Finding and fixing DebugInfo related bugs

2018/06/29

The last few weeks that I haven't posted any updates have been pretty laborsome.

For one, I had finals in the university, and all of the five classes I was being tested on were on the same week. This was both good and bad. Good for GSoC because it didn't consume much of the month, but OTOH bad for my performance because I was giving one exam after the other.

So far the results came for 2 classes and I passed them both, so that's good!

On the LLVM side of things, I was struggling with an InstCombine bug in debug intrinsics loss. It took way more time than anticipated to figure out what was going on, and how we should fix it. All this time wasn't wasted though, since I gained valuable experiences!

Let's talk about those now.

Finding bugs

Greg has created a meta bug to group debugify failures across all passes and have a centralized reference point.

I've already made a post describing a way to find such bugs. Although Greg's process seems to be a bit different, since it starts from the source instead of relying on already crated IR.

Zeroing to the problem

First, one has to understand at least what the description of the culprit pass is, and how it's used to optimize code.

Then in the relatively more simple case of missing Debug Location, it's a matter of running opt with the culprit pass through a debugger, stopping whenever the instruction with the missing DL is created and reading through the backtrace to find when and where in the code the DL is dropped. Usually the fix is a pretty simple one like on r335904 and D48769.

In the case of a missing variable though it's more complex. In the aforementioned InstCombine bug for example the fix is not clear at all, since the proper API is not in place yet. Vedant is tackling this by first creating a utility and currently enhancing it.

Testing that it works

Another important thing after fixing those bugs, is adding regression tests to make sure they won't appear again. To that end the -debugify pass is especially helpful. (NOTE: -debugify is the pass that applies Debug Info to every instruction on a module, -check-debugify is the one that actually does the checks for DI preservation, after a pass has run)

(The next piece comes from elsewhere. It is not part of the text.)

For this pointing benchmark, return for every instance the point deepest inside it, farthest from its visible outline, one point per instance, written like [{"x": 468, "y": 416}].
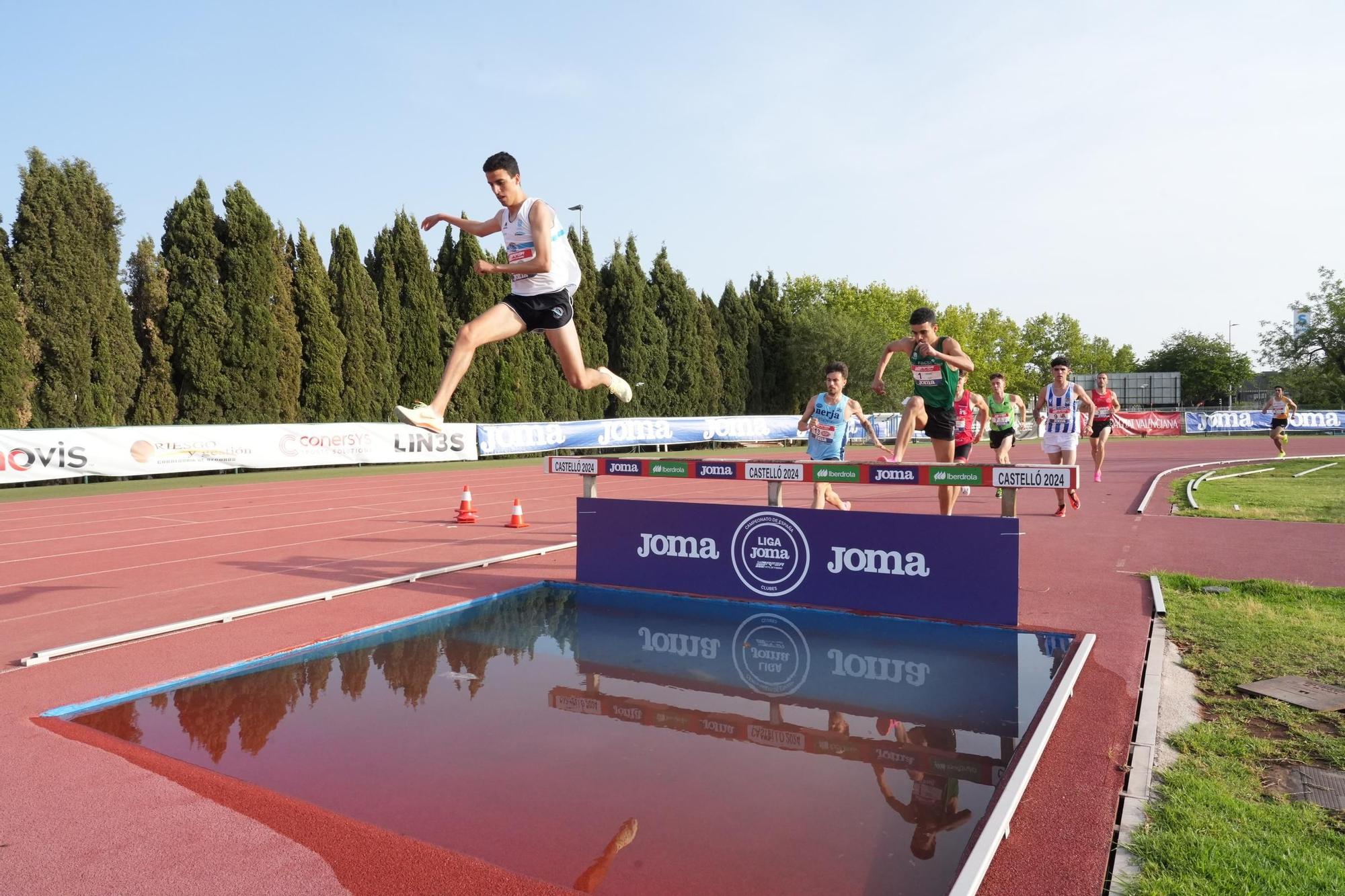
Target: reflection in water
[{"x": 556, "y": 712}]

Most of the above patches contain this new kinds of test. Basically we try to incorporate a RUN line like opt -debugify -culprit-pass, to the existing tests and add checks for the preservation of DI.

An important part of the -debugify pass is that it should be stable enough to enable it's usage on regression tests.

Finding the test files to modify

Another cool trick Vedant taught me is the usage of assertions to check whether a sample input IR is passing through the code we juts modified.

For example in r335904 and D48769, after I found where in the code the DL was dropped, using lldb and the sample code from Greg's report, I had to find an existing test that went through the same code path as Greg's sample code.

In the case of the LoopVectorize pass, there are a lot of tests to look through. The following assertion trick makes the process as simple as it could ever get.

First I add a failing assertion next to the code I modified:

NewAI->setDebugLoc(AI.getDebugLoc());
assert(false && "gotcha");

Then I modify the bash loop from here to just run the pass over all the tests.

for i in $(ls ~/code/llvm/test/Culprit/Pass/*.ll -1); do 
    echo -e $i":\n-------"; 
    opt -cuplrit-pass -disable-output $i;
    echo -e "-------\n"; 
done > results 2>&1

Then reading through the resulting file, you can clearly see in what test file there was an assertion, and that means there is a test there that can be used to check the DI preservation.

The assertion backtrace also shows in what IR function the assertion was triggered so it's easy to find what function to add the DI preservation tests at, even if the file has many different tests.